A note from our Digital Strategist

It’s 3:40 PM on a Tuesday afternoon and I’ve just wrapped up sending two separate news releases on behalf of one of our clients to 50+ contacts - members of the media, bloggers, YouTube celebrities, and so on. Earlier today I spent the morning learning a bit about an application that enables food brands to implement web and mobile ordering at a cost point and integration strategy that presents a low barrier for adoption. Then, I wrote a blog post about how the application is available as an integration on Squarespace, our chosen web platform. This would make the delicious dishes that our clients craft available to order by consumers anywhere with web access. These are all great uses of my time as Markon’s digital strategist. You know what is not? Creating excessive amounts of content in the name of inbound marketing (call the devil by its name!).

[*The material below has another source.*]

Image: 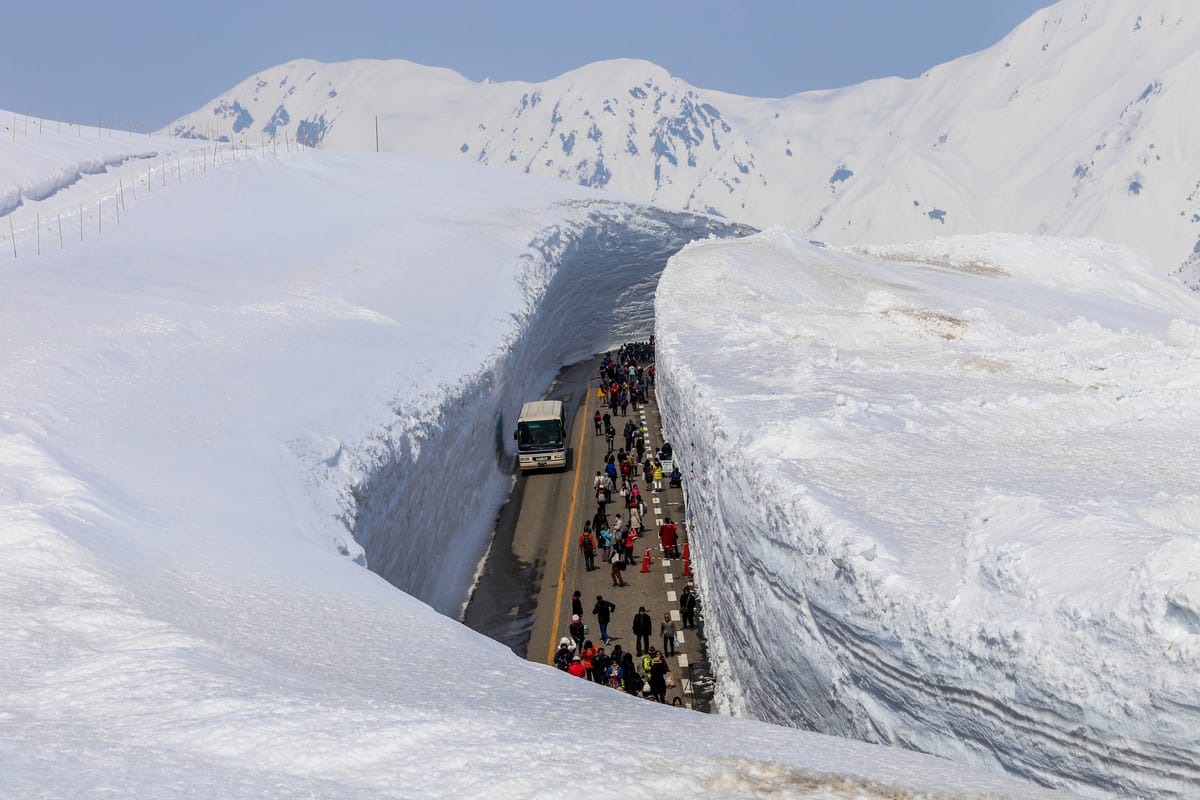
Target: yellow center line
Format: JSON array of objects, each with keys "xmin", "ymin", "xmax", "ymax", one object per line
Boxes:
[{"xmin": 546, "ymin": 380, "xmax": 592, "ymax": 664}]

For a while, the prevailing thought was that a robust content strategy would ensure that a message reached the maximum audience. Step one: write / generate everything you can. The keywords will trip search engine algorithms and push your content to the top of someone’s search results. Step two: share on repeat. The idea being that what you share at 9:00 AM doesn't necessarily reach who is browsing the web at 11:00 PM. The more content is shared, liked, or linked to, the higher the signal ranking in search results, and thus the maximum exposure for your brand. (In a nutshell.) In their time, these ideas had merit. However, over time what they’ve contributed to is a deafening static mass of content noise that is turning social media, and dare I say, even the web, into a loud, snarling echo chamber.

Throughout the year I have published post after half-hearted post about content strategy in the spirit of providing advice, of some kind, to the people who develop content for brands - particularly talent-strapped emerging brands. That’s great and all, but when we (Markon) are pushing out 12-20 social media posts per day, and (at one point) 12-15 blog posts per month, things get harried - quickly. Unfortunately, in my not-entirely-sincere quest to bring content strategy tips to brand managers, I have also contributed to the false notion that incessant publication is a strategy worth pursuing. It is not.

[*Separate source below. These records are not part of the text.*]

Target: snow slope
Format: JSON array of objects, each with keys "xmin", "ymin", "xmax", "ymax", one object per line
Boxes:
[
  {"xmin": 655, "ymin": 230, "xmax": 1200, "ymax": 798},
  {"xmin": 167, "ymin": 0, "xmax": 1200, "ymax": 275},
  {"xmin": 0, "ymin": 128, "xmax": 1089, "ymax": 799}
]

Ninety-six percent of smartphone owners utilize their phone for a variety of tasks every day. Most notably, searching for information. Thirty-five percent of consumers consult their smartphone to learn about brands, products, and resources nearby before making a purchase or visiting a store. Social media channels, news apps, and how we explore the web is becoming more personalized. Nearly everything is curated, and that means that it’s categorized and filtered through a channel. Whether this is a positive or negative advance is debatable, but what it doesn’t have to be is a barrier to brands. It does, however, mean that digital strategies have to evolve.

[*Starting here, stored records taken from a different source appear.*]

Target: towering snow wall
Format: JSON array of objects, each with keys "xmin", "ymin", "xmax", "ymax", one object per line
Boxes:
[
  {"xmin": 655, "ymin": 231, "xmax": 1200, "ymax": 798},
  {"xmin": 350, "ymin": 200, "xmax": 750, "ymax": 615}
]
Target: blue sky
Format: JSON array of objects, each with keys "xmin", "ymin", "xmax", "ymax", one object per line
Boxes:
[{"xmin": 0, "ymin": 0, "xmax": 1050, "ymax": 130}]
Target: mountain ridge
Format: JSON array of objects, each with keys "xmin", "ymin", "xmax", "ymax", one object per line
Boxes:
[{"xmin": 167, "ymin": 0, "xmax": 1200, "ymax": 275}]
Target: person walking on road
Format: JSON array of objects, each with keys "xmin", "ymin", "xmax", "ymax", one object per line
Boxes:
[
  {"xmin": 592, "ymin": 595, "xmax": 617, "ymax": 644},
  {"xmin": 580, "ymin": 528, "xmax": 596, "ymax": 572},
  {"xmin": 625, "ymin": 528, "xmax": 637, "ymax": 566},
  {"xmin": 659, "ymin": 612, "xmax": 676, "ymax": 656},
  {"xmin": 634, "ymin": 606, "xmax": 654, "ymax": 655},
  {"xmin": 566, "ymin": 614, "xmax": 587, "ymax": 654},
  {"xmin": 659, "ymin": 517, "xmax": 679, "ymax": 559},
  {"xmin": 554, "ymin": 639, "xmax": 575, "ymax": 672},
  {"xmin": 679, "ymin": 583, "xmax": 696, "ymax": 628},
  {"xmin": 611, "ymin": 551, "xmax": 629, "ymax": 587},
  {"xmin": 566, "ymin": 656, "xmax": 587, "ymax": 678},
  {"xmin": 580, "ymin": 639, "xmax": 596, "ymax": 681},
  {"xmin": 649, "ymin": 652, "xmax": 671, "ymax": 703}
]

There is another massive shift in the digital sphere. Authenticity is now the barometer for successful digital campaigns. This is a shift that we noticed in 2015 and that will feature prominently in our 2017 Brand and Design Trends Report. Extemporaneous posts are now the order of the day, especially for brands that aim to be personable and communicative. A tweet cast out in the moment, unscripted, unrehearsed, is so much more meaningful than that polished photo you staged last week. Or, the hashtag your team agonized over that never caught on because it seemed abrasive when paired with natural language.

In 2017, the content coming from Markon will be different. There will be more raw photos on Instagram, more behind the scenes video clips, and less graphics crafted by our design team. There will still be blog posts, but we aren’t committing to a schedule. We’ll write posts when news arises, or when it’s relevant to share our thoughts on new technologies, trends, or happenings in the community. Look for more case studies, perhaps even more dynamic case studies. As our (and your) digital strategist, the best thing I can do is continue to explore how emerging brands can adopt technologies, and strategies, to grow in the digital sphere. And, that’s exactly what I’ll be doing.